An so was gingen die Zöllner ungern ran, was sich bewahrheitete. Obendrauf hatte sie das Spielzeug für die Enkelchen gelegt, für jeden einen Hampelmann, Pferdchen, Kühe und Wagen. Dazu stellte sie sich schlafend und ein bißchen dösig.

Jetzt stand sie schon eine Weile auf dem Bahnsteig und wechselte ihr Standbein, Arm und Tasche. Warum kam denn der Siegfried nicht? War sie womöglich falsch ausgestiegen, war auf dem falschen Bahnsteig?
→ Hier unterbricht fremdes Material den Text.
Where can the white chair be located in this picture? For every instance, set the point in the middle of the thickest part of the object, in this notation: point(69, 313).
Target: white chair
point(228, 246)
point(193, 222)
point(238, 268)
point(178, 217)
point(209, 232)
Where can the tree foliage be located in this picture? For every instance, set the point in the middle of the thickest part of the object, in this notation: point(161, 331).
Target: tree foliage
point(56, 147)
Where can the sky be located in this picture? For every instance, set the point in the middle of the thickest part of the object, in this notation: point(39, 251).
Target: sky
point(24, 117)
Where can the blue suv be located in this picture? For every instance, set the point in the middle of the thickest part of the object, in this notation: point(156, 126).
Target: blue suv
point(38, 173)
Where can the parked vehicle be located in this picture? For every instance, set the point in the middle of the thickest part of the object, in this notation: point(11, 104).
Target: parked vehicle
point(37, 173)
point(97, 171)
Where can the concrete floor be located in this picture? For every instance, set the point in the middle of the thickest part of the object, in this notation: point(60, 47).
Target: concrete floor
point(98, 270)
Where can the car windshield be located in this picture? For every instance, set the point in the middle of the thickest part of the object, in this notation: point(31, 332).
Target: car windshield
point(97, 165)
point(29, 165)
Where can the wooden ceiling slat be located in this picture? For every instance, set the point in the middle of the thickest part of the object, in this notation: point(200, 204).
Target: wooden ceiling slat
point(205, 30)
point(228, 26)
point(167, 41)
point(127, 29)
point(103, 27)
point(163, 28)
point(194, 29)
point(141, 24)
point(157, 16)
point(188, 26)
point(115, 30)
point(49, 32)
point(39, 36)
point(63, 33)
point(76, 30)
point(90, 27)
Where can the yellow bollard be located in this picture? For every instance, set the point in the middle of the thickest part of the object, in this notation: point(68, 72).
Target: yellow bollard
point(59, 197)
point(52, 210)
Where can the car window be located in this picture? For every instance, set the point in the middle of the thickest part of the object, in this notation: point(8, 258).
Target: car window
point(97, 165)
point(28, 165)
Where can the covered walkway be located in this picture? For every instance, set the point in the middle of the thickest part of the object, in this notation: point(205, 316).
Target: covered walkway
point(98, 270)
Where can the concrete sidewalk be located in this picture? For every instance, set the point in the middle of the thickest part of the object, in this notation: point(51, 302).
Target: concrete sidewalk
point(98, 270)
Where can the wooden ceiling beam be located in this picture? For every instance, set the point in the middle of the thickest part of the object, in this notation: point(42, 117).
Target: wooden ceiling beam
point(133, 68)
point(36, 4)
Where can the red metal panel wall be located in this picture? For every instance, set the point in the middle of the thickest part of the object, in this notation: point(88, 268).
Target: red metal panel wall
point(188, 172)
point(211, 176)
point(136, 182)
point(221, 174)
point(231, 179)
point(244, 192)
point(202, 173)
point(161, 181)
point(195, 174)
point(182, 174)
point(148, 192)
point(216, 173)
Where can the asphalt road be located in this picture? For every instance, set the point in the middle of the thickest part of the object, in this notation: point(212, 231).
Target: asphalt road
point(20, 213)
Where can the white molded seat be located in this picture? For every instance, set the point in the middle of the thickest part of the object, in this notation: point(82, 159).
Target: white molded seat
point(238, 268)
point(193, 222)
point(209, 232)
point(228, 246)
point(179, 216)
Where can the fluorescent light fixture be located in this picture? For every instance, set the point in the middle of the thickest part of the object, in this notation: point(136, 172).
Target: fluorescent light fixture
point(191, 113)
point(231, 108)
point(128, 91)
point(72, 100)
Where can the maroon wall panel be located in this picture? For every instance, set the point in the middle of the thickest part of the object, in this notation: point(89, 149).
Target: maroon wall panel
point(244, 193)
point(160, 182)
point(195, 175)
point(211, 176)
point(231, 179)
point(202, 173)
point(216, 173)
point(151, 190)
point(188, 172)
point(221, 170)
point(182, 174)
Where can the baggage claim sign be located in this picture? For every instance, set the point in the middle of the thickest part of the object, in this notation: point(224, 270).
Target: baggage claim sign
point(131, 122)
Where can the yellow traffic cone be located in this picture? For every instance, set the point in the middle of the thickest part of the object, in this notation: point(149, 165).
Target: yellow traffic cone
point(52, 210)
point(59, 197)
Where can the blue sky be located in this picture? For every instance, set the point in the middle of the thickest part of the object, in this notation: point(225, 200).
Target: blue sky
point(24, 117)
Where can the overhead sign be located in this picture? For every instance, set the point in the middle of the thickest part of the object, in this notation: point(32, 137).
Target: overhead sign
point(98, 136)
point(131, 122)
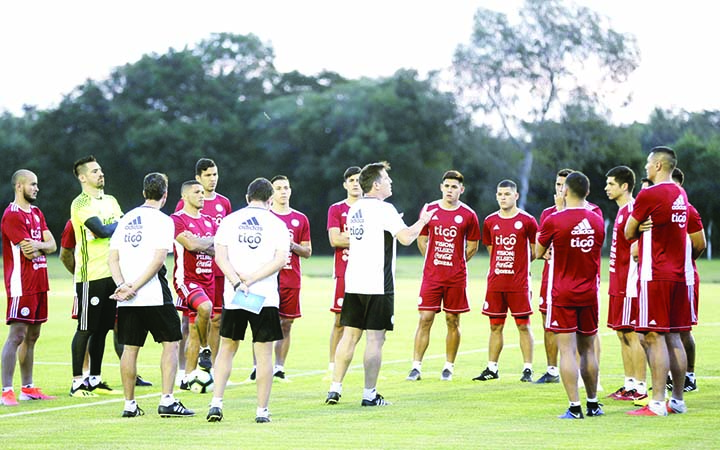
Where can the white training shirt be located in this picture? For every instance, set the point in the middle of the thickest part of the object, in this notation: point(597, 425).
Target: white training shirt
point(138, 235)
point(372, 225)
point(252, 235)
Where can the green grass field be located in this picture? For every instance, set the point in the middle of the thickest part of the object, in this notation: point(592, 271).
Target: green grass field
point(428, 414)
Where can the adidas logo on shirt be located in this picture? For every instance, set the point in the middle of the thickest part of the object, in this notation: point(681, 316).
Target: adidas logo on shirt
point(583, 228)
point(135, 224)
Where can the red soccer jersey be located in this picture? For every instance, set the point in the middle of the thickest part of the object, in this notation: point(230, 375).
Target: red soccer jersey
point(299, 228)
point(576, 235)
point(510, 238)
point(67, 240)
point(337, 218)
point(217, 207)
point(447, 232)
point(192, 266)
point(623, 269)
point(663, 248)
point(23, 276)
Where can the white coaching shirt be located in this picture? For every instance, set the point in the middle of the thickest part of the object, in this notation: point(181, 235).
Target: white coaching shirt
point(252, 235)
point(138, 235)
point(372, 225)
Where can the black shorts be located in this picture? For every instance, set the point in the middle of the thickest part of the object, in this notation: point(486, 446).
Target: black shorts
point(265, 325)
point(96, 310)
point(134, 322)
point(368, 312)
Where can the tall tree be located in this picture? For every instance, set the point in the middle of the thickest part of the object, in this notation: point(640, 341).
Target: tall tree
point(525, 72)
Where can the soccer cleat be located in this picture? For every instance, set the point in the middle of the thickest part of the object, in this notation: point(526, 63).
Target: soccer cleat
point(103, 388)
point(414, 375)
point(377, 401)
point(594, 410)
point(204, 360)
point(214, 414)
point(137, 412)
point(690, 385)
point(645, 411)
point(177, 409)
point(82, 391)
point(547, 378)
point(487, 375)
point(333, 398)
point(8, 398)
point(140, 382)
point(527, 376)
point(571, 415)
point(34, 394)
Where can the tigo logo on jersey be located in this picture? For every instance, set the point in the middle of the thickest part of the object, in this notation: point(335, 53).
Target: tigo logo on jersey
point(585, 244)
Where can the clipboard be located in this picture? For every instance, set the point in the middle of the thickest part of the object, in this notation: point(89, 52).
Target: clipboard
point(249, 302)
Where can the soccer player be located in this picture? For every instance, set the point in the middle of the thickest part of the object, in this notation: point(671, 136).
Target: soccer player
point(251, 246)
point(623, 302)
point(696, 232)
point(290, 275)
point(340, 241)
point(94, 216)
point(373, 227)
point(193, 276)
point(576, 234)
point(665, 272)
point(552, 374)
point(26, 240)
point(138, 250)
point(447, 243)
point(216, 206)
point(509, 235)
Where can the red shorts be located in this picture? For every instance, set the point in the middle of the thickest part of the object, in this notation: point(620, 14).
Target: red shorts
point(290, 303)
point(452, 298)
point(339, 295)
point(664, 307)
point(27, 309)
point(572, 319)
point(497, 304)
point(622, 312)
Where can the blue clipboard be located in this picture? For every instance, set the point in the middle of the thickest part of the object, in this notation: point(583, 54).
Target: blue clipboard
point(249, 302)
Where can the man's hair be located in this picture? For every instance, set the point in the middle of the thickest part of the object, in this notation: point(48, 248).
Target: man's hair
point(578, 184)
point(508, 183)
point(279, 177)
point(78, 165)
point(623, 174)
point(203, 164)
point(678, 176)
point(454, 175)
point(371, 173)
point(350, 171)
point(666, 155)
point(155, 185)
point(260, 189)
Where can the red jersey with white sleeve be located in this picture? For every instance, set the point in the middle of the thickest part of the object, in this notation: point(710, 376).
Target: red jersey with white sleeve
point(664, 248)
point(216, 207)
point(23, 276)
point(576, 235)
point(299, 228)
point(447, 232)
point(337, 218)
point(623, 268)
point(190, 266)
point(510, 238)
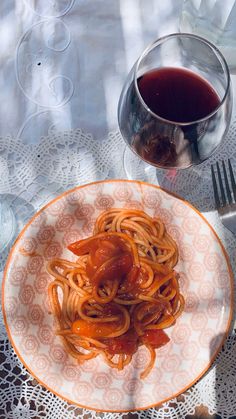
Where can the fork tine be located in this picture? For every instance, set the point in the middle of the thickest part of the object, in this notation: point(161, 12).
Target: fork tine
point(228, 193)
point(221, 185)
point(231, 174)
point(215, 189)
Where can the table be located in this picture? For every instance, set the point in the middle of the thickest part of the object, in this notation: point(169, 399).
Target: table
point(63, 66)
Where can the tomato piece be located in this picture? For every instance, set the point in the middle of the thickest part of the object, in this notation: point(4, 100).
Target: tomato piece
point(115, 267)
point(82, 247)
point(155, 338)
point(94, 330)
point(125, 344)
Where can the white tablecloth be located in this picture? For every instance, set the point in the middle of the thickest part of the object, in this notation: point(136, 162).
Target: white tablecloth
point(63, 64)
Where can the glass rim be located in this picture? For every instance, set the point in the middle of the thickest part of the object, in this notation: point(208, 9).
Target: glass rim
point(159, 41)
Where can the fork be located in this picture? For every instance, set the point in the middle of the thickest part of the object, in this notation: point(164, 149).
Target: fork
point(225, 194)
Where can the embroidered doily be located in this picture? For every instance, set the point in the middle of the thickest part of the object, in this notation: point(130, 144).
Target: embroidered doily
point(32, 176)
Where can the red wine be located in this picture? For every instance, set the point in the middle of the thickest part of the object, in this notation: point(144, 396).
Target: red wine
point(177, 94)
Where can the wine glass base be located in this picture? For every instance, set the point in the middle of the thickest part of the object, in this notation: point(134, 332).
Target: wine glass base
point(181, 181)
point(7, 225)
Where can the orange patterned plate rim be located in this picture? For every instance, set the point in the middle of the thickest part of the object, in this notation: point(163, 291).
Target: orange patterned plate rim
point(140, 189)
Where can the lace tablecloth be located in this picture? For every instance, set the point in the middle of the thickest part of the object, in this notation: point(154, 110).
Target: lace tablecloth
point(63, 64)
point(33, 175)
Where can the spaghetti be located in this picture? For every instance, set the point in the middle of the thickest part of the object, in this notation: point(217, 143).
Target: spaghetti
point(120, 293)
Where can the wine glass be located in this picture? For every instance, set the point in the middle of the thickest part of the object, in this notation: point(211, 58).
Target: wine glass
point(176, 104)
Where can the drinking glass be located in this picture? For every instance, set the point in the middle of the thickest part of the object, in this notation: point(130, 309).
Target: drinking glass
point(165, 142)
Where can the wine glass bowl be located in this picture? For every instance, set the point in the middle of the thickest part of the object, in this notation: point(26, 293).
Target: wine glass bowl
point(176, 104)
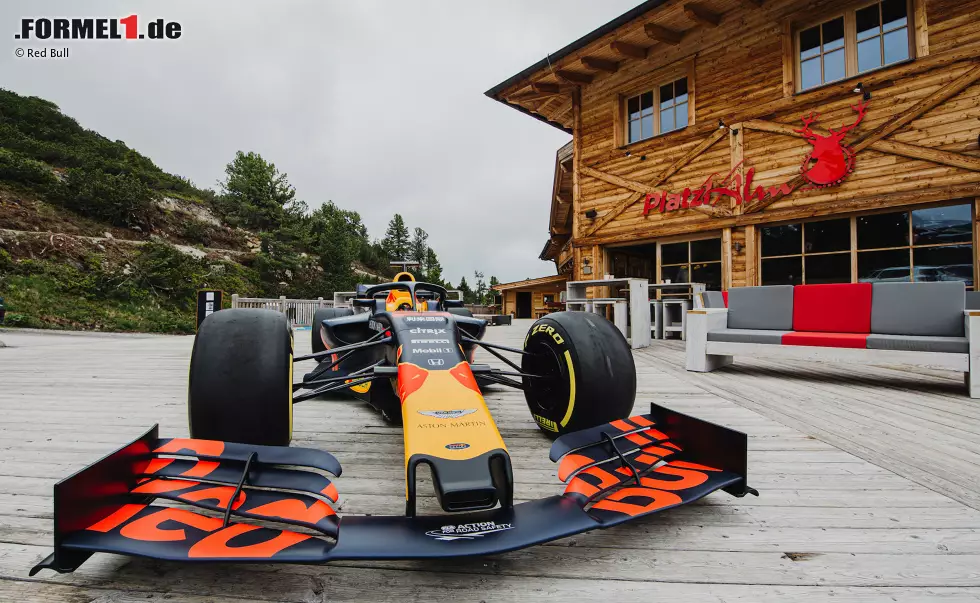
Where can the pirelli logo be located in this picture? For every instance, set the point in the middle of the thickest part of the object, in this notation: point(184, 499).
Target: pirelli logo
point(546, 423)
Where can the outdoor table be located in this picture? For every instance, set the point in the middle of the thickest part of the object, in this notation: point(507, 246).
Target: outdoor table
point(636, 325)
point(695, 289)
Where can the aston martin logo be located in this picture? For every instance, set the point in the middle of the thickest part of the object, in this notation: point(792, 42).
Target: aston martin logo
point(469, 531)
point(447, 414)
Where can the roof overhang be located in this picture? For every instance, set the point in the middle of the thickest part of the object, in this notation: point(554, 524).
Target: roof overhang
point(543, 282)
point(497, 91)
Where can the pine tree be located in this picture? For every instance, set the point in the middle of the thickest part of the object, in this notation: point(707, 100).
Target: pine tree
point(433, 269)
point(417, 250)
point(465, 289)
point(480, 293)
point(396, 241)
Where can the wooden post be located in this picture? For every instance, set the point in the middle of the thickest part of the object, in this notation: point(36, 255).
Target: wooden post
point(726, 259)
point(576, 161)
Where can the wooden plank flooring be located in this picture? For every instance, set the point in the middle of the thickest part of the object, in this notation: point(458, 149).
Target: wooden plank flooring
point(916, 422)
point(828, 525)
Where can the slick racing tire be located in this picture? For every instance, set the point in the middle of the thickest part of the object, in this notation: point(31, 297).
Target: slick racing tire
point(587, 373)
point(316, 332)
point(241, 378)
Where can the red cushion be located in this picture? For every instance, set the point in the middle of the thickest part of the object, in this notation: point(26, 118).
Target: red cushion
point(837, 308)
point(827, 340)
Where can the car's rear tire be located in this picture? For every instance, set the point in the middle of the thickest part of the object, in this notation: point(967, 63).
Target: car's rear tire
point(316, 332)
point(590, 375)
point(241, 378)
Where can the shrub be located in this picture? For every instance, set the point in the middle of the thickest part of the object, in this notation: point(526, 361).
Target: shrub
point(30, 174)
point(121, 200)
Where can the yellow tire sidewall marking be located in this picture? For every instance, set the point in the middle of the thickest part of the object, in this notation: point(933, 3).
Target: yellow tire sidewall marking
point(571, 390)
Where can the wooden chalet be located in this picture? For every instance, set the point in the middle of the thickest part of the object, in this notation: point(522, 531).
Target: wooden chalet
point(753, 142)
point(531, 298)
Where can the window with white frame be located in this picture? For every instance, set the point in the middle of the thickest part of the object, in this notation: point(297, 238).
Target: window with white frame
point(658, 111)
point(864, 38)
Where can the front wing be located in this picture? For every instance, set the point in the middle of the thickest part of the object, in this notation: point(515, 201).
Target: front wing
point(613, 473)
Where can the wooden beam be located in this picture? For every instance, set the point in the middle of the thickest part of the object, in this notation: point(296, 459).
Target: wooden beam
point(967, 162)
point(600, 64)
point(632, 185)
point(702, 15)
point(574, 77)
point(951, 158)
point(667, 173)
point(626, 49)
point(546, 87)
point(662, 34)
point(939, 97)
point(529, 96)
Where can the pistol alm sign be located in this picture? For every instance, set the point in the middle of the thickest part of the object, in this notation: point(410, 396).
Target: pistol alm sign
point(827, 164)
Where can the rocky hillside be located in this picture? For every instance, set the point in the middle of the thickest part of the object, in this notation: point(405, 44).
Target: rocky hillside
point(94, 235)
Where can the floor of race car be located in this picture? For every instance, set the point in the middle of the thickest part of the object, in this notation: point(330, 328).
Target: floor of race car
point(869, 480)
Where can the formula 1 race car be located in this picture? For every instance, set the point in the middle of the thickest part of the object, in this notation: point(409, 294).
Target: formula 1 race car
point(407, 350)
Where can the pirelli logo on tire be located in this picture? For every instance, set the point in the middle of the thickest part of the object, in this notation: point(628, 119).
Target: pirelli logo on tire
point(548, 330)
point(546, 423)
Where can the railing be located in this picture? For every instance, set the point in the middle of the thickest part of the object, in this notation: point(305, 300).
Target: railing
point(299, 311)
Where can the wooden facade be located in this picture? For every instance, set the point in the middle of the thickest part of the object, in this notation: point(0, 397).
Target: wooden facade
point(744, 109)
point(528, 298)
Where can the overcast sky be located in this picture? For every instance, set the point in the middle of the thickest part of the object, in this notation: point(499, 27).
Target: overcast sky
point(377, 106)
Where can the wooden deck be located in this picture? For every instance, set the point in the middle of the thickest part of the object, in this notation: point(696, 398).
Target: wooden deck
point(868, 479)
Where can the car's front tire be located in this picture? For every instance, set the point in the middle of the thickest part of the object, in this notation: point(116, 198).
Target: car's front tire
point(241, 378)
point(587, 372)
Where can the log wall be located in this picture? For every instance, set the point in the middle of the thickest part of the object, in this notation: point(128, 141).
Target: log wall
point(736, 73)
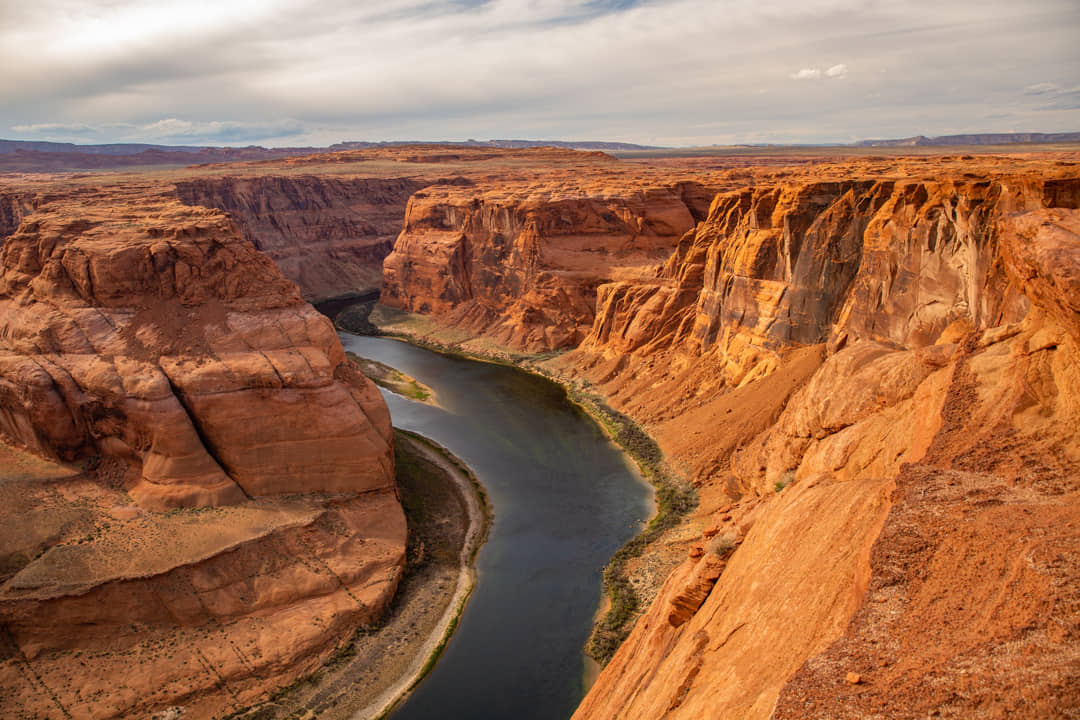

Aber sie hatte den Schaffner doch jedes Mal beim Durchkommen gefragt, wie weit es noch ist.

Endlich beim letzten Durchgang hatte er dann gesagt: "Man keene Angst, Mutterken, ick paß uff Sie schon uff und ick helf Ihnen och mittes Gepäck." Er hatte ihr denn auch geholfen und gesagt, sie solle nur warten, bis ihr Schwiegersohn sie abholt. "Det dauert inne Großstadt manchmal een bißken."

Sie wunderte sich, daß er gewußt hatte, daß sie vom Land kam. Dabei sah sie mit ihrem schwarzen Mantel, dem sie noch vorher den auf Seal geschorenen und gefärbten Truscherbockkragen aufgenäht hatte, und dem über Dampf aufgetobberten Hut recht städtisch aus. Ach, wär sie doch nur zu Hause geblieben. Die Menschen waren hier so schnell, auch mit dem Mundwerk.

War es hier aber auch alles zu sehen gab ... Sogar ein richtiger Neger war an ihr vorbeigegangen und hatte sie angelacht.

Endlich, ein Stein plumpste ihr vom Herzen, da stand ja der Siegfried! Sie hatte immer gemeint, daß sie ihn nicht so richtig gern haben konnte, aber jetzt wäre sie ihm fast vor Freude um den Hals gefallen.

"Na, Omaken, is ja scheen, dat du da bist", meinte er. "Jib mir man dein Jepäck und halt dir an mir fest. Wir fahren mit dem Direktorwagen, da kann ick dir gleich de Spree und vleicht noch de Krumme Lanke vorstellen. Aber wir werden uns man beeilen, Antonie sitzt all wie auf Kohlen und die beeden Kleenen kicken seit morgens durches Fenster."

Dann hielt er ihr die Tür zu einer großen schwarzen Limousine auf und Hanna bedauerte in diesem Augenblick nicht im geringsten, daß sie nach Berlin gefahren war.